In the weeks following the assault and murder, Sharpton led several marches through Bensonhurst. The first protest, just days after the incident, was greeted by neighborhood residents shouting "Niggers go home" and holding watermelons to mock the demonstrators.
Sharpton also threatened that Hawkins' three companions would not cooperate with prosecutor Elizabeth Holtzman unless her office agreed to hire more black attorneys. In the end, they cooperated.
In May 1990 when one of the two leaders of the mob was acquitted of the most serious charges brought against him, Sharpton led another protest through Bensonhurst. In January 1991, when other members of the gang were given light sentences, Sharpton planned another march for January 12, 1991. Before that demonstration began, neighborhood resident Michael Riccardi tried to kill Sharpton by stabbing him in the chest. Sharpton recovered from his wounds, and later asked the judge for leniency when Riccardi was sentenced.


Al Sharpton at National Action Network's headquarters.
In 1991, Sharpton founded the National Action Network, an organization designed to increase voter education, to provide services to those in poverty, and to support small community businesses.

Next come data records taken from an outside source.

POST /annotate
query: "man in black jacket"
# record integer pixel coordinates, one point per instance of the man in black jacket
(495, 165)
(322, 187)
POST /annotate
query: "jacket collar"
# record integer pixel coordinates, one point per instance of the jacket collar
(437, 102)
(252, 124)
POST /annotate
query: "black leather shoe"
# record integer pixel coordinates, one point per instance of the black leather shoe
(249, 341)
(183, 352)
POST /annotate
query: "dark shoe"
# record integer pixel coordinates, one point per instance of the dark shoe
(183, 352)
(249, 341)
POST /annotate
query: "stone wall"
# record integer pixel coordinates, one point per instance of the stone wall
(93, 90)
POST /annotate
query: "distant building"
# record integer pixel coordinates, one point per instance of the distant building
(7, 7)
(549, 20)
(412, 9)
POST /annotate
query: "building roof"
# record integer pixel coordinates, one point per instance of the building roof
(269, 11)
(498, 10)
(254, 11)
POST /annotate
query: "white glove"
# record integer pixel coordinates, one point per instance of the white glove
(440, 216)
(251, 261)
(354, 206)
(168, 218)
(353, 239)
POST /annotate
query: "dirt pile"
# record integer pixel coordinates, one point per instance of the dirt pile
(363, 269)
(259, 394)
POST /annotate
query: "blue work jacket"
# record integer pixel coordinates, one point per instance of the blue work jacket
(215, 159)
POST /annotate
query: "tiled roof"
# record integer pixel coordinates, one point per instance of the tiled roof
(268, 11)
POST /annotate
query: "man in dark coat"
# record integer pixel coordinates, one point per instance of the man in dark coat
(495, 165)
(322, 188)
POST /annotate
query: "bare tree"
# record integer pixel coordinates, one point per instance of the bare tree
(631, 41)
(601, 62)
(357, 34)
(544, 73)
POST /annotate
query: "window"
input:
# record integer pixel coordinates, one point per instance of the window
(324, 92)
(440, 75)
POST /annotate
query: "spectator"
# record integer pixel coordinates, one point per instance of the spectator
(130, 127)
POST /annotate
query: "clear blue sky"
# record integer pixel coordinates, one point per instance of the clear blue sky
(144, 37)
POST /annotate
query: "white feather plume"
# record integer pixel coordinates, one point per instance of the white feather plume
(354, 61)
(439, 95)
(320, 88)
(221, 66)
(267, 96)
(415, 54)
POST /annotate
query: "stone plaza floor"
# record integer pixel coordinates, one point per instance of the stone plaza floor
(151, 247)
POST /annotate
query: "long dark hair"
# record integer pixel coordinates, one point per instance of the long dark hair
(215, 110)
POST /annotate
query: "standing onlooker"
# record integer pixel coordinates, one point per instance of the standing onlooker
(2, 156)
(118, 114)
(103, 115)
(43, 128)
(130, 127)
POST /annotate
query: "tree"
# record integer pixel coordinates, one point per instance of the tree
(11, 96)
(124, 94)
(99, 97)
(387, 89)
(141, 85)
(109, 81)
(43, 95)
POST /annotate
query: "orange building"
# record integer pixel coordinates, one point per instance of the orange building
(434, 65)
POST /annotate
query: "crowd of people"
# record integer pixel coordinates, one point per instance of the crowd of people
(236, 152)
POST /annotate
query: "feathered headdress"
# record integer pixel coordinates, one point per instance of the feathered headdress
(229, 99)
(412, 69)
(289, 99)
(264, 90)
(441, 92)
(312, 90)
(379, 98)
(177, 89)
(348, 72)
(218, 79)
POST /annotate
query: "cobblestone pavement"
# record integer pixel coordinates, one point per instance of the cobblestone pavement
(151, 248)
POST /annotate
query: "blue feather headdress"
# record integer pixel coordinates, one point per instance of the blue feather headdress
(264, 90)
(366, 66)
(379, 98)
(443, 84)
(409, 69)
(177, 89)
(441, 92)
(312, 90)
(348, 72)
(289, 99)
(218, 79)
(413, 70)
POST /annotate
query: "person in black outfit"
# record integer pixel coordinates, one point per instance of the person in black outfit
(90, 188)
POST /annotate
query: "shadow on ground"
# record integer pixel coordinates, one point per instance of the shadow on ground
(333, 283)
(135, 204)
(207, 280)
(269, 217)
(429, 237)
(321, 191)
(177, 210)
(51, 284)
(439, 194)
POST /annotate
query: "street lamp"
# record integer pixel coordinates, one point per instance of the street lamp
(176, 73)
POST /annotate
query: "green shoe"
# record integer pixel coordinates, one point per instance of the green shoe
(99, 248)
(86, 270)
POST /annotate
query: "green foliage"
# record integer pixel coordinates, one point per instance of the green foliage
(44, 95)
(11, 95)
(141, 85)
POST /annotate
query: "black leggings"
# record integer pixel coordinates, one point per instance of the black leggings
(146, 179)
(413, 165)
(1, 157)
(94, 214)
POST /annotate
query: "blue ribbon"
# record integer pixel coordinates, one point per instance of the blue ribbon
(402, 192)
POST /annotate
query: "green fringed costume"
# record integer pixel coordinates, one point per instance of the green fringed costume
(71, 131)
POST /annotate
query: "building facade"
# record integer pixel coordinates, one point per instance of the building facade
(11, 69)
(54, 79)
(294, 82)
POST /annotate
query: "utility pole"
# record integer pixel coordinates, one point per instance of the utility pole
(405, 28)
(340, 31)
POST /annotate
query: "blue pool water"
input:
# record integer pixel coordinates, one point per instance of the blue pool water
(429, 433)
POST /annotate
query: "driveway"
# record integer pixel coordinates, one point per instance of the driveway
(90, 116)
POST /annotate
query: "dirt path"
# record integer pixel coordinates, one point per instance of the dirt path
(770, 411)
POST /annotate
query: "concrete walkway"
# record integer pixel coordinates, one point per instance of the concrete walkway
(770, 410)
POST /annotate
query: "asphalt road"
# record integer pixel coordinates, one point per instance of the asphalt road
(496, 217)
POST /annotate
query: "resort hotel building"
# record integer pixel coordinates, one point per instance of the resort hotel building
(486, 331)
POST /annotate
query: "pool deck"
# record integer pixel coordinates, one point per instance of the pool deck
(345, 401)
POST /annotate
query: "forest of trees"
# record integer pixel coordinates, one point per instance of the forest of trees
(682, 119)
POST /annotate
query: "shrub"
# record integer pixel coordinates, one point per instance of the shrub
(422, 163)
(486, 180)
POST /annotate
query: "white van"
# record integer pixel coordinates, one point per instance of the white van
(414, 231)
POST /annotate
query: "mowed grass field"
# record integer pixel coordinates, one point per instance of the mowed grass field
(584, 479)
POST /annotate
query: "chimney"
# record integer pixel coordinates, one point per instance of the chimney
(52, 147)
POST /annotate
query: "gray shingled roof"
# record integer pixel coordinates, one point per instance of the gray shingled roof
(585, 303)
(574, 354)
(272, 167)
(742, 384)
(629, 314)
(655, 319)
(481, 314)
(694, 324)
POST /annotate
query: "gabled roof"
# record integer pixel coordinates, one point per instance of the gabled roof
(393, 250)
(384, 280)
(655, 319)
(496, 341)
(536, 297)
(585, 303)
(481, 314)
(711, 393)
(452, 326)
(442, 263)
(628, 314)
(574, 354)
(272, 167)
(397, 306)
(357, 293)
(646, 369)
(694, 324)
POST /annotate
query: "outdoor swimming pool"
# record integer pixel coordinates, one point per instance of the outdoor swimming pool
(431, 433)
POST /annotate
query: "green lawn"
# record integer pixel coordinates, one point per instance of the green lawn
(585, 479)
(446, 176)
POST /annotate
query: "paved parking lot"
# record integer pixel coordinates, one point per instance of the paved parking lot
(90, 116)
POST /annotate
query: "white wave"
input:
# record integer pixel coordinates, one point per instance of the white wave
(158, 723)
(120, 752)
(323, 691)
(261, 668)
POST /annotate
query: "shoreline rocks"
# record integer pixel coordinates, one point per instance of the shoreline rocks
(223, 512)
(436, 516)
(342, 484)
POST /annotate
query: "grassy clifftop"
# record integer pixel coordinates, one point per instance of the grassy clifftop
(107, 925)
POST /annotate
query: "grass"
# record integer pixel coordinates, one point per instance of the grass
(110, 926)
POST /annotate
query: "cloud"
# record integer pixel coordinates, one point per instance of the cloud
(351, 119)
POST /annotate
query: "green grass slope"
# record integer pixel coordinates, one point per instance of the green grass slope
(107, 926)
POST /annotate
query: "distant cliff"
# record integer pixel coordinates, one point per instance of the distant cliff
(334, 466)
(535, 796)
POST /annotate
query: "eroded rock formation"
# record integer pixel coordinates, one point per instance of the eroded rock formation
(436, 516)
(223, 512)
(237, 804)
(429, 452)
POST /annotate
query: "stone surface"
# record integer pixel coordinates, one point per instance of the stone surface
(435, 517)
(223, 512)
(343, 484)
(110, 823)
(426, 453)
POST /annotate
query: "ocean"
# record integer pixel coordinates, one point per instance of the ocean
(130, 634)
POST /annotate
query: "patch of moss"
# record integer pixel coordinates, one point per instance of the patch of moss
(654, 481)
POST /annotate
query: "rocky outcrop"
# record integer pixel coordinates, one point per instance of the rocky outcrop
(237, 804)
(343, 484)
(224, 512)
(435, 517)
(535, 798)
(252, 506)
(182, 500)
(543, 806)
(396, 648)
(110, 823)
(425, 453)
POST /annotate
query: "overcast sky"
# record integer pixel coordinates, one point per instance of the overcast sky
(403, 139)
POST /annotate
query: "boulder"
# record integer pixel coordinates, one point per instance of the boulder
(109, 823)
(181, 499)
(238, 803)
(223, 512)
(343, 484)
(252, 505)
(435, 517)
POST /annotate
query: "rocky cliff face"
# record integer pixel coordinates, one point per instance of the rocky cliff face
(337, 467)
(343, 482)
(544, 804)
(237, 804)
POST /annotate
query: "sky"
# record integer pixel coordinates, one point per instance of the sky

The Crown Heights riot began on August 19, 1991 after a car driven by a Jewish man, and part of a procession led by an unmarked police car, went through an intersection and was struck by another vehicle causing it to veer onto the sidewalk where it accidentally struck and killed a seven-year-old Guyanese boy named Gavin Cato and severely injured his cousin Angela. Witnesses could not agree upon the speed and could not agree whether the light was yellow or red. One of the factors that sparked the riot was the arrival of a private ambulance, which was later discovered to be on the orders of a police officer who was worried for the Jewish driver's safety, removed him from the scene while Cato lay pinned under his car. After being removed from under the car, Cato and his cousin were treated soon after by a city ambulance (without visibly Jewish EMTs). Caribbean-American and African-American residents of the neighborhood rioted for four consecutive days fueled by rumors that the private ambulance had refused to treat Cato. During the riot black youths looted stores, beat Jews in the street, and clashed with groups of Jews, hurling rocks and bottles at one another after Yankel Rosenbaum, a visiting student from Australia, was stabbed and killed by a member of a mob while some chanted "Kill the Jew", and "get the Jews out". Sharpton marched through Crown Heights and in front of , shortly after the riot, with about 400 protesters (who chanted "Whose streets? Our streets!" and "No justice, no peace!"), in spite of Mayor David Dinkins's attempts to keep the march from happening.